The ESG Registry uses distributed ledger technology to record and maintain the provenance of green certifications issued by various sectoral bodies.

  • Titled ESGpedia, it allows banks to access various green certifications through a single interface.
  • We will continue to build up the Registry's network of certifications, providing more confidence to users of these data.

Data orchestration entails aggregating ESG data from multiple data sources to meet specific green and transition financing needs.

  • This requires interoperability and consent-based access to major ESG data providers, utilities providers, sectoral platforms, and of course the ESG Registry itself.  
  • We are already doing small-scale pilots to identify financing gaps and technology solutions for decarbonisation in priority sectors such as energy, real estate, agriculture, and transportation. 
  • We will partner financial institutions to integrate more advanced datasets into their financing frameworks.

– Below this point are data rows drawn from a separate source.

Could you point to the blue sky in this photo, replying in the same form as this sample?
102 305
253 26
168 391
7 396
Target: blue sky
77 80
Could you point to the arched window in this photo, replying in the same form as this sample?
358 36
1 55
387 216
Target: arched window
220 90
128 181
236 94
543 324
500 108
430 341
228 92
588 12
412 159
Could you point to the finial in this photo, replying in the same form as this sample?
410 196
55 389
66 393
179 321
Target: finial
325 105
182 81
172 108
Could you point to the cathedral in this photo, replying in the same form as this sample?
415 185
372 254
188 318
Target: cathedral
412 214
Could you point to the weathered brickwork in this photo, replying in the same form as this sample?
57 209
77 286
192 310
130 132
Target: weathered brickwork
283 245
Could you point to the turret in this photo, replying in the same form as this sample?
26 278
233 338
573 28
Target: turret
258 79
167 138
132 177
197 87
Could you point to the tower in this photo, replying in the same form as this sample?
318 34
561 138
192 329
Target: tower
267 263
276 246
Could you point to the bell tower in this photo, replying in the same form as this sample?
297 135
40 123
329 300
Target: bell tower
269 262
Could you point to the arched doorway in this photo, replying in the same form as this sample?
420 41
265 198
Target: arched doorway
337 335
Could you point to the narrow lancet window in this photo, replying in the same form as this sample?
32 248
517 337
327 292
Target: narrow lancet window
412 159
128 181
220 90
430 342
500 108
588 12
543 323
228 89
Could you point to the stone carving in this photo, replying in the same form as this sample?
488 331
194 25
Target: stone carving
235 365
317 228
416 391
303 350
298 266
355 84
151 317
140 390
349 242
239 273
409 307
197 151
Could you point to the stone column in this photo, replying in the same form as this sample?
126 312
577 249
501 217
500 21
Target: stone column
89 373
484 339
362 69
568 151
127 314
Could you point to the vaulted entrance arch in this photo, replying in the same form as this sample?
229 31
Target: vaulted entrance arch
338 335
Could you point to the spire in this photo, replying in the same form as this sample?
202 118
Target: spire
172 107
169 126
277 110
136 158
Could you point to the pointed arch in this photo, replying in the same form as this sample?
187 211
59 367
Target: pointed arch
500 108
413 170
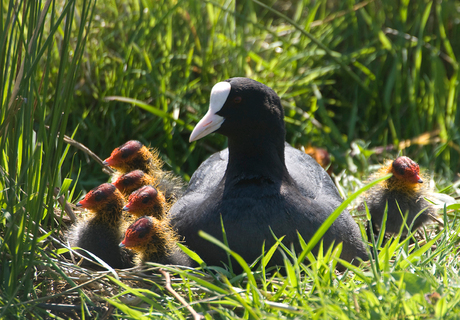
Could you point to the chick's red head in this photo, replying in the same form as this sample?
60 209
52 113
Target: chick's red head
123 153
138 233
99 196
142 199
130 181
406 169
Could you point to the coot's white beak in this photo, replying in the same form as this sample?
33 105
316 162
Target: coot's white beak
211 121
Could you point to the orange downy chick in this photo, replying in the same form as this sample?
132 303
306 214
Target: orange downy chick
153 240
404 193
133 155
131 181
100 231
147 201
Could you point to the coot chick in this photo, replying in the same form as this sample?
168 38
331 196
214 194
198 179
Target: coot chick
100 232
254 191
321 156
404 193
146 201
153 240
131 181
133 155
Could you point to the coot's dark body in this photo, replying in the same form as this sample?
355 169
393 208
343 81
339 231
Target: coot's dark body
257 192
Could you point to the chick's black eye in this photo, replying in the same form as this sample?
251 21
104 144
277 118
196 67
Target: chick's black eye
237 99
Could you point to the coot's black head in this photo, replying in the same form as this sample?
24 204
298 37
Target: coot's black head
242 108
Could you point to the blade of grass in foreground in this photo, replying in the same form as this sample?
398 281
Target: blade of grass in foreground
30 154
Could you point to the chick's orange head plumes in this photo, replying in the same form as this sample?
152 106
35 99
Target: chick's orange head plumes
123 154
406 169
99 196
143 200
138 233
131 180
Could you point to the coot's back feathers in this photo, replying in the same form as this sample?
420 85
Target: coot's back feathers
257 191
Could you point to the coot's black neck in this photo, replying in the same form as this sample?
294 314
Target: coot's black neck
256 157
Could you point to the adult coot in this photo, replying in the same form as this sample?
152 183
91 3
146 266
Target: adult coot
261 183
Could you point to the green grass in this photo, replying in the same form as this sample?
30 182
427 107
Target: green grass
358 79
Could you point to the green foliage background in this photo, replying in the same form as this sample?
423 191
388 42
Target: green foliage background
356 78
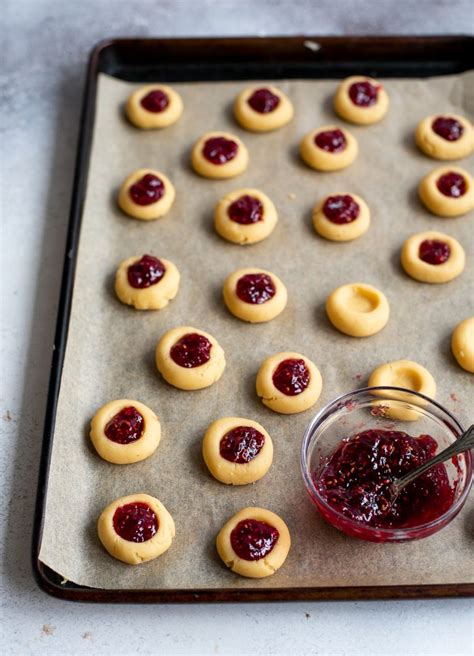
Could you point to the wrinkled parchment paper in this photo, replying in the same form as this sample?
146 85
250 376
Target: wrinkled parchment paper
110 349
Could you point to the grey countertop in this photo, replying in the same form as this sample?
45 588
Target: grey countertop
46 47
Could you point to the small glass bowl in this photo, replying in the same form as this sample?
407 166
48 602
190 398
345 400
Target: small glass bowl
386 408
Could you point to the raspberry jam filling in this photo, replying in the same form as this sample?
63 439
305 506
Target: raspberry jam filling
452 184
241 444
135 522
252 540
255 288
125 427
355 479
363 94
148 190
332 141
448 128
156 101
291 377
245 210
192 350
219 150
147 271
263 101
434 251
341 209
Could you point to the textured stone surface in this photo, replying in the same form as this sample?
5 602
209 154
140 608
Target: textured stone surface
46 43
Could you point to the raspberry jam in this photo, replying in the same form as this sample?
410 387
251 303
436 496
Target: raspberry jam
245 210
363 94
192 350
147 271
125 427
332 141
241 444
156 101
447 128
219 150
452 184
135 522
355 480
291 377
263 101
341 209
252 540
255 288
148 190
434 251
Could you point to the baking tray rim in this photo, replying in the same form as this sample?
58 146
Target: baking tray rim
43 575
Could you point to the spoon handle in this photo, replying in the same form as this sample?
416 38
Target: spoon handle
464 443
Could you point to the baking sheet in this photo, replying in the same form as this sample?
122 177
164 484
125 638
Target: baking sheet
110 350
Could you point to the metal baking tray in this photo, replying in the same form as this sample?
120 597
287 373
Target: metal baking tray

The Digital Marketplace aims to synergise connectivity across the Greenprint utilities and facilitate access to ESG data. 

  • It will facilitate linkages between ESG FinTech solution providers and investors, financial institutions, and corporates. 
  • It will also house an ESG Data Directory to facilitate discovery and access to the ESG datasets contributed by the Greenprint digital utilities and collaborators. 
  • We aim to launch the Digital Marketplace next year. 

Through Project Greenprint, we want to make Singapore a launchpad for ESG FinTech solutions that will help drive Asia's and the world's transition to net-zero. 


Let me conclude.

The five desired outcomes – instant remittance, atomic settlement, programmable money, tokenised assets, and trusted sustainability data – remind us that everything we do in Finance, Technology, and FinTech must have a larger purpose.  We want to expand economic opportunity, enhance social inclusion, reduce risks, and protect our planet.

The essential feature of the five FinTech projects to achieve these desired outcomes is collaboration – collaboration between the public and private sectors; collaboration between incumbent financial institutions and emerging FinTech firms; and collaboration across borders.  Like the five elements of Water, Fire, Earth, Metal and Wood, it is exchange and interactions that generate growth and new possibilities.

It is what the Singapore FinTech Festival is all about.